Miracast is essentially a beefed-up version of WiFi Direct, an earlier streaming technology developed by Intel that failed to gain traction – possibly because it was tough to use.
What makes Miracast interesting is not so much what it does as who is involved. The list of device manufacturers behind it includes LG, Samsung and Sony, while Intel, NVIDIA, Broadcom Marvell, MediaTek, Ralink and Realtek are working on compatible chipsets, cards and adapters. If you thought that list included pretty much every manufacturer of note except Apple (and possibly Motorola), you’d be right.
The technology is already starting to be deployed. Samsung’s Galaxy S III is Miracast-certified, as is its new Echo-P series TV. The Optimus G is the first LG device to be certified. It’s worth noting that Samsung had its own Miracast-based technology built into a range of devices including the Galaxy SIII, Galaxy Note 10.1 and Galaxy Note II. The big difference between Samsung’s AllShare Cast and Miracast is that the WiFi Alliance specification allows the mobile device and monitor to be from different manufacturers.
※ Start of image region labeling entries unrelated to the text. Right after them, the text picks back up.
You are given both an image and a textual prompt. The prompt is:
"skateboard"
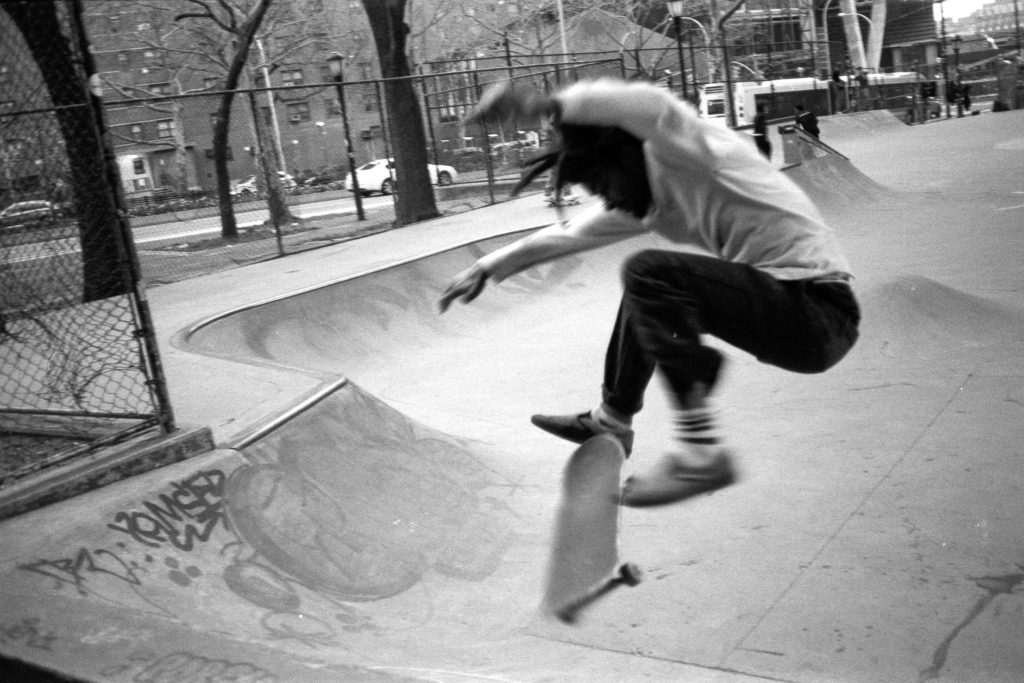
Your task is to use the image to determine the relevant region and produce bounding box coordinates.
[544,434,640,624]
[545,195,580,207]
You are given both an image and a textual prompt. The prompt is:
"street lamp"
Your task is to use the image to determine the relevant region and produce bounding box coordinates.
[327,52,367,220]
[952,34,964,119]
[313,121,328,170]
[666,0,690,101]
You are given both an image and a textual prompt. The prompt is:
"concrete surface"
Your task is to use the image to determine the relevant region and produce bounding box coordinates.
[0,112,1024,682]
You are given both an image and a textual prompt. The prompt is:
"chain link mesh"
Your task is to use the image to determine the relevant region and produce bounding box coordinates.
[0,0,167,483]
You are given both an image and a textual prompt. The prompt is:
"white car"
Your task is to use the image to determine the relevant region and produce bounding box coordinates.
[231,171,298,195]
[0,200,60,228]
[345,159,459,195]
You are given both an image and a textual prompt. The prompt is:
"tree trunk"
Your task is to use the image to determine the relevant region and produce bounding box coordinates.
[212,0,273,240]
[0,2,129,302]
[867,0,888,72]
[839,0,867,69]
[362,0,440,225]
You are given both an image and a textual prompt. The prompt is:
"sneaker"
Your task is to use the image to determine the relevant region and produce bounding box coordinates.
[620,452,736,508]
[529,412,633,456]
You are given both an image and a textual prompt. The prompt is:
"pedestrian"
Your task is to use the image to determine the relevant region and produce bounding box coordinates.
[794,104,821,139]
[438,79,860,506]
[754,103,771,161]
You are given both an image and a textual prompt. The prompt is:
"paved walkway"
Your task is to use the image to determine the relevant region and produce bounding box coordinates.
[0,112,1024,681]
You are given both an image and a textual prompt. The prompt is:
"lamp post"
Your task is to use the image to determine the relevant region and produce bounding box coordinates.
[952,34,964,119]
[939,1,952,119]
[679,16,712,89]
[666,0,690,101]
[327,52,367,220]
[313,121,328,169]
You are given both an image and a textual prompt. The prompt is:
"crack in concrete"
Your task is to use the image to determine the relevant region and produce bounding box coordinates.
[918,564,1024,683]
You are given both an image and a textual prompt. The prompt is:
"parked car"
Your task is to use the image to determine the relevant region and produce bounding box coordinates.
[0,200,61,229]
[231,171,298,195]
[345,159,459,195]
[302,166,348,187]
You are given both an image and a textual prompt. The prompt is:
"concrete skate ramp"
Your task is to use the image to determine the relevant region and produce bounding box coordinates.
[172,223,1024,680]
[785,154,898,212]
[6,109,1024,683]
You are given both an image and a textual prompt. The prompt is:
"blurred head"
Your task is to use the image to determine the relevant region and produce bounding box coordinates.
[512,124,651,218]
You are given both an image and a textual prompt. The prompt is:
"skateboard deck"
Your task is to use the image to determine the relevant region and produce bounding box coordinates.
[544,435,640,624]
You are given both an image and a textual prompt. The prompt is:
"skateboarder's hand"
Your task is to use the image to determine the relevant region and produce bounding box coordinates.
[437,263,487,313]
[467,81,558,124]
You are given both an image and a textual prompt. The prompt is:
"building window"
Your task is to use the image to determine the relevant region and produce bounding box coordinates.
[362,88,380,112]
[281,69,303,85]
[288,102,312,124]
[157,119,174,139]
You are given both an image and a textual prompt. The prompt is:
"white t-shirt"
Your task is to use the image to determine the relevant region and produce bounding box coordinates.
[479,80,850,281]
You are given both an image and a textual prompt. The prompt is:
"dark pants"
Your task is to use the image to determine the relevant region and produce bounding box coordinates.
[603,250,860,415]
[754,134,771,161]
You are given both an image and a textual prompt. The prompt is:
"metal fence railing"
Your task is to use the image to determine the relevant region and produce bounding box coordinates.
[0,0,173,486]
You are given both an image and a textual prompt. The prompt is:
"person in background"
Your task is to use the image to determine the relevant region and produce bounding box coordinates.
[438,79,860,507]
[794,104,821,139]
[754,103,771,161]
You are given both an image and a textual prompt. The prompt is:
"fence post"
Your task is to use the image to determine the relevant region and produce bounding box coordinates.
[374,80,398,220]
[472,71,496,204]
[416,65,438,172]
[71,0,175,434]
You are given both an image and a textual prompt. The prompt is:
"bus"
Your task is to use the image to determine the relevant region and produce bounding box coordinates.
[699,72,925,126]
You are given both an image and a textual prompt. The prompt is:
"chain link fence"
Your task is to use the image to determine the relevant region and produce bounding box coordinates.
[104,56,623,285]
[0,0,173,486]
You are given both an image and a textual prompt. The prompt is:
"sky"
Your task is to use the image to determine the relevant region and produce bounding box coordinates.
[935,0,989,19]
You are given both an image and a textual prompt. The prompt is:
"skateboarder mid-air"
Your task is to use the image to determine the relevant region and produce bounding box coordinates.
[439,80,860,506]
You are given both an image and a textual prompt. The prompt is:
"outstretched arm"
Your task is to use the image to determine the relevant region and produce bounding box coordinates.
[437,263,488,313]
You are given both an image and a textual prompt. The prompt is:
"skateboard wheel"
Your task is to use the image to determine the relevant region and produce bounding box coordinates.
[618,562,643,586]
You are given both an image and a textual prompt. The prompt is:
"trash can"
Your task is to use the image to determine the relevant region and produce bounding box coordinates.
[778,124,804,164]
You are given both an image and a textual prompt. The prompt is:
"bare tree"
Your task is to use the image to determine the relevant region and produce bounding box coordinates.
[362,0,440,225]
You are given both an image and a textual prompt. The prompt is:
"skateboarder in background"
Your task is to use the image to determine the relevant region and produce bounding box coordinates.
[794,104,821,139]
[439,80,860,506]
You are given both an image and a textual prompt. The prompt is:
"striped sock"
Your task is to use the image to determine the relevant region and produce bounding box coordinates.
[676,408,721,465]
[590,404,632,432]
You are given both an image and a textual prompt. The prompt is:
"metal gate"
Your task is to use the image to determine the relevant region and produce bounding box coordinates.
[0,0,174,486]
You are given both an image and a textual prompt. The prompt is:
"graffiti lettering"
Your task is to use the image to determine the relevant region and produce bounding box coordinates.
[18,548,141,595]
[0,618,56,652]
[132,652,278,683]
[106,470,227,552]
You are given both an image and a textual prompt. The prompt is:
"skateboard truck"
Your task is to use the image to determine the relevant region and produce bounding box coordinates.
[554,562,643,624]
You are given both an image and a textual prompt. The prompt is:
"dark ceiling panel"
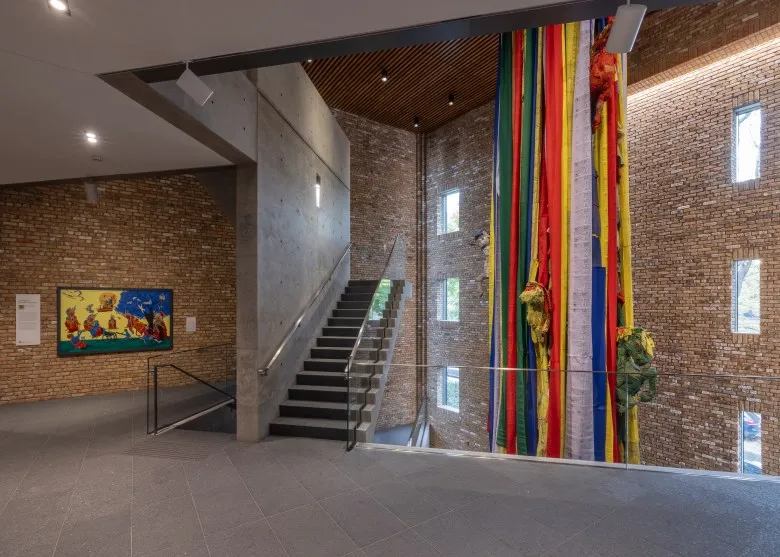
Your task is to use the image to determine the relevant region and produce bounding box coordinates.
[303,35,498,132]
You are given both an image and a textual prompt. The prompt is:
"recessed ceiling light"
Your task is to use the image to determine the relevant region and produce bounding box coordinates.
[48,0,70,15]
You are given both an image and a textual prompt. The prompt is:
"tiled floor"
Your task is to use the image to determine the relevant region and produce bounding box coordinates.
[0,394,780,557]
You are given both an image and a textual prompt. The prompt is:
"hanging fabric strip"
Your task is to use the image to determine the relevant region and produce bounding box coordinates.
[544,25,563,458]
[496,33,514,451]
[487,35,501,452]
[565,21,593,460]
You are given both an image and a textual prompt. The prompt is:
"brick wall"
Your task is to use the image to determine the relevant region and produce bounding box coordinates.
[628,0,780,83]
[334,110,418,429]
[425,103,493,451]
[628,40,780,474]
[0,176,236,402]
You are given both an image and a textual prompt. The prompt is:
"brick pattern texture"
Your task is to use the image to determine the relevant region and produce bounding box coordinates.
[0,175,236,403]
[628,0,780,83]
[334,110,418,429]
[628,35,780,474]
[425,102,493,451]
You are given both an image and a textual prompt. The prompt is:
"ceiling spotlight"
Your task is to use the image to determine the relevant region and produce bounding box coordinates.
[176,62,214,106]
[48,0,70,15]
[606,0,647,54]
WiFi Alliance Senior Marketing Manager Kevin Robinson told Ars Technica:
The primary use cases will be enabled at launch. This isn’t going to take years for the devices to proliferate. You can expect to see tablets, phones, laptops, televisions, and set-top boxes with Miracast.
Robinson added that Miracast supports copyright protection systems including HDCP, something that they say is essential to attract premium content providers.
This all puts Apple in a rather difficult position. AirPlay only works between Apple products. In order to stream to a television via AirPlay, you have to have an Apple TV. With a much wider range of manufacturers participating, you’d have a broader selection of set-top boxes to choose from. But if Samsung’s initial efforts at wireless streaming are anything to go by, set-top boxes may soon prove unnecessary, as we’ll start seeing Miracast built into the next generation of televisions.